Star Trek V: The Final Frontier is the franchise's most troubled production and its most creatively unsuccessful picture, a work of ambition and almost complete execution failure that represents the low point of the original cast's cinematic run. William Shatner's directorial debut is not without its pleasures. The central friendship between Kirk, Spock, and McCoy is as compelling as ever, and the opening camping sequences have a lightness and an affection that suggests the more enjoyable film it might have been. But the central premise, in which a renegade Vulcan leads the Enterprise to the centre of the galaxy in search of God, is handled with a narrative incoherence and a technical inadequacy that makes it the franchise's most significant creative failure.
At a Glance
Director: William Shatner
Runtime: 107 minutes
Starring: William Shatner, Leonard Nimoy, DeForest Kelley, Lawrence Luckinbill, David Warner
Release: 1989
Critics Rating: ★½ (1.5/5 stars, the franchise's low point)

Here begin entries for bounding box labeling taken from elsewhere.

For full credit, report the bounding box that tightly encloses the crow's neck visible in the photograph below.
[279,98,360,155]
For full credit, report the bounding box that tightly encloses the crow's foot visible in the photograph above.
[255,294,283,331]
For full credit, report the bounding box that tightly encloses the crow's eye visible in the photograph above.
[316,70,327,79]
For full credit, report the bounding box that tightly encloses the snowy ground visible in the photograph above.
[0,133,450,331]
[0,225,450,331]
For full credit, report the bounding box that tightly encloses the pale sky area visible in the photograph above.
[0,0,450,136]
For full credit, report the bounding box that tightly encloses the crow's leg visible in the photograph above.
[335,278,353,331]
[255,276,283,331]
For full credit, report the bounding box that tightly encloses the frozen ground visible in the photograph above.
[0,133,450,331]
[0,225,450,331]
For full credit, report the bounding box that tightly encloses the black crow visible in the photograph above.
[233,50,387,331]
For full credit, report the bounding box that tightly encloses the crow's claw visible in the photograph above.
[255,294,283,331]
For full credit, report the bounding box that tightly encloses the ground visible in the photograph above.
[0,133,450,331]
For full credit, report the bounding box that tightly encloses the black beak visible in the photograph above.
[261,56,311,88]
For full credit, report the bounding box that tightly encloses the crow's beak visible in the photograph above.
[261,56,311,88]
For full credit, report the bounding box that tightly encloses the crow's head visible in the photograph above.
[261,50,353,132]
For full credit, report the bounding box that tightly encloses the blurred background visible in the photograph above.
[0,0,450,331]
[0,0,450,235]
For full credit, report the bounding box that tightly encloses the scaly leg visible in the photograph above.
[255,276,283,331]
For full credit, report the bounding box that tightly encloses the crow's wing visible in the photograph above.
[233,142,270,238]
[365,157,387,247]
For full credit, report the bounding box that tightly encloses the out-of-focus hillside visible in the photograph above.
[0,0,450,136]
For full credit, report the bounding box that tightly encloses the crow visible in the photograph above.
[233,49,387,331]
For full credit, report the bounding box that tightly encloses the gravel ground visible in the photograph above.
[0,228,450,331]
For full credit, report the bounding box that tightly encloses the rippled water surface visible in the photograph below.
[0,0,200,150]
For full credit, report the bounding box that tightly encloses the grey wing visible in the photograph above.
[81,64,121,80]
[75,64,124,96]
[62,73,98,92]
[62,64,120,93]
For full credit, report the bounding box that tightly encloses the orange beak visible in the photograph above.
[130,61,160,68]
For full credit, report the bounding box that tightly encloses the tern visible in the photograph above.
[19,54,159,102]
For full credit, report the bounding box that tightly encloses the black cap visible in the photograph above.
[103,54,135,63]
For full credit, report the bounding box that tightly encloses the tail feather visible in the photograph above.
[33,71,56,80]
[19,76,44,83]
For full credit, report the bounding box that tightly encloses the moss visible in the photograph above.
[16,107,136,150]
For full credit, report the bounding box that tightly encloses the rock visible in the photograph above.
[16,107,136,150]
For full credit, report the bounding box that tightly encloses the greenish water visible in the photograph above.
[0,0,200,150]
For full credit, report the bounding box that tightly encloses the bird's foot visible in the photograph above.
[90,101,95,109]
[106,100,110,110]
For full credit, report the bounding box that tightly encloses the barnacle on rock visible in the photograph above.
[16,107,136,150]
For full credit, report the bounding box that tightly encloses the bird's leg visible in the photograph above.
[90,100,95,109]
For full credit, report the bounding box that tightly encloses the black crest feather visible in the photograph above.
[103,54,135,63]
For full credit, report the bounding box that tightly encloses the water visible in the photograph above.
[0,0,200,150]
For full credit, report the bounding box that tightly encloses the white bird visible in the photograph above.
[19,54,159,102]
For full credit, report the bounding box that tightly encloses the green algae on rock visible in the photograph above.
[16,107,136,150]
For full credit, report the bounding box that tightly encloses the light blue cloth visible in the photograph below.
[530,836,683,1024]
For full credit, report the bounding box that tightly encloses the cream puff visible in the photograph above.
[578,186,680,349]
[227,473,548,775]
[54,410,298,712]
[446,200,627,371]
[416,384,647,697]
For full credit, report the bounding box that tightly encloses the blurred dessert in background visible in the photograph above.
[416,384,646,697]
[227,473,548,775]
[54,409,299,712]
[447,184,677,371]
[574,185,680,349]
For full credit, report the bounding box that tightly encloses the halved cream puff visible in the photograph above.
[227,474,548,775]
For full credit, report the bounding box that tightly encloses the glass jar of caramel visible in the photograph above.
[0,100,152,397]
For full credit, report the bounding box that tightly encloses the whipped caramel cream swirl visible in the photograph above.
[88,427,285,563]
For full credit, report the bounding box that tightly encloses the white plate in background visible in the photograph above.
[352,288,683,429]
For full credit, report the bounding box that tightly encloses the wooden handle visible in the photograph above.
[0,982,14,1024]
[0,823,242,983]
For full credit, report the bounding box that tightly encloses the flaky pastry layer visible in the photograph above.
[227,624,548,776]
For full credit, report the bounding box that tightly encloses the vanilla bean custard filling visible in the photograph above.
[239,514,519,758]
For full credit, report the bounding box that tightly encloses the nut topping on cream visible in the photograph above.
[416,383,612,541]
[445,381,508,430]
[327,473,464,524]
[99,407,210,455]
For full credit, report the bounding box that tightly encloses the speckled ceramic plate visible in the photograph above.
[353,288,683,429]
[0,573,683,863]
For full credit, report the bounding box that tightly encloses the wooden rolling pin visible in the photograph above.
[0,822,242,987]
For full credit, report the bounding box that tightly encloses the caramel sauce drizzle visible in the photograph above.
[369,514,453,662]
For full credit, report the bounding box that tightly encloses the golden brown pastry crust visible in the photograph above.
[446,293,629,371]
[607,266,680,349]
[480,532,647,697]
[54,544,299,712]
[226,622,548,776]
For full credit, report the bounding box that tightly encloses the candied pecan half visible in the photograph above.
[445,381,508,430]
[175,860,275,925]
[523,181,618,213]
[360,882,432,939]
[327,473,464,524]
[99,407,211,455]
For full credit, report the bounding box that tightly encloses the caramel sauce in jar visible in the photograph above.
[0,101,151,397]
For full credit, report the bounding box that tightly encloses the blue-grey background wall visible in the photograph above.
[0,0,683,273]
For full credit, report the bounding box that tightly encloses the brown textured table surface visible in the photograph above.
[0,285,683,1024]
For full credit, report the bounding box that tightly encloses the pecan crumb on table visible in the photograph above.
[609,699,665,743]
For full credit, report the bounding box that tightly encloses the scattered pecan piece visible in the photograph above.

Audience Rating: ★★ (2/5 stars, disappointing)
Review Breakdown
Plot
Sybok, a renegade Vulcan who has rejected logic in favour of emotion, hijacks the Enterprise and takes it to the centre of the galaxy, where he believes God is imprisoned behind the Great Barrier. The entity they find there is not God but a malevolent being that has been using Sybok to obtain a starship. The God at the centre of the galaxy is the franchise's most significant narrative disappointment, a concept of extraordinary potential resolved with such haste and such technical inadequacy that it generates not awe but bewilderment.
Characters
The central friendship between Kirk, Spock, and McCoy is the greatest asset. The camping sequences that open the picture are its most purely enjoyable passages, demonstrating the depth and the affection of the characters' relationships with a naturalness and a conviction that the more spectacular elements consistently interrupt. Lawrence Luckinbill's Sybok is a character of considerable potential who is given insufficient development to make his philosophical position feel compelling. Shatner, Nimoy, and Kelley are as engaging as ever in their scenes together, and the picture's most enjoyable passages are those in which the central friendship is most directly expressed.
Tone
Shatner attempts to balance the franchise's comic register with a more philosophically ambitious approach, and the result is a picture of considerable tonal confusion. The comedy sequences sit uneasily with the more serious philosophical concerns, and the transitions between the two registers are handled with a clumsiness that makes both feel less effective than they might have been.
Meaning / Themes
The central question, what does God need with a starship, is the franchise's most provocative philosophical challenge, a challenge to the concept of divine omnipotence that Kirk delivers with a directness and a conviction that makes it the picture's most effective moment. The tragedy is that the film has not done the work required to make the question feel earned.
Direction
Shatner's direction is the franchise's weakest, a work of ambition and limited craft. The camping sequences demonstrate a command of intimate character scenes. Jerry Goldsmith's score is the most consistently impressive element, a majestic and atmospheric work that gives the material a grandeur the visual execution does not always deserve.
Cultural Reception
The Final Frontier received poor reviews on its release and was the franchise's weakest commercial performer to that point, grossing approximately $63 million worldwide against a production budget of $30 million. Critics condemned the narrative incoherence, the technical inadequacy of the special effects, and the gap between the ambitions and the execution, and it is now regarded as the franchise's most significant creative failure, a picture whose central premise deserved considerably better than the production it received.
Who Should Watch
Star Trek fans will find it essential viewing as a franchise entry, approached with the lowest possible expectations. Those who are not committed franchise fans should watch The Wrath of Khan, The Voyage Home, and The Undiscovered Country instead.
Final Verdict: The franchise's most troubled production and its most creatively unsuccessful picture. The central friendship remains as compelling as ever, and the camping sequences are the most purely enjoyable passages. But the God at the centre of the galaxy is the franchise's most significant narrative disappointment, and the gap between the ambitions and the execution is considerable. A film that wanted to ask the biggest possible questions. It lacked the craft to ask them well.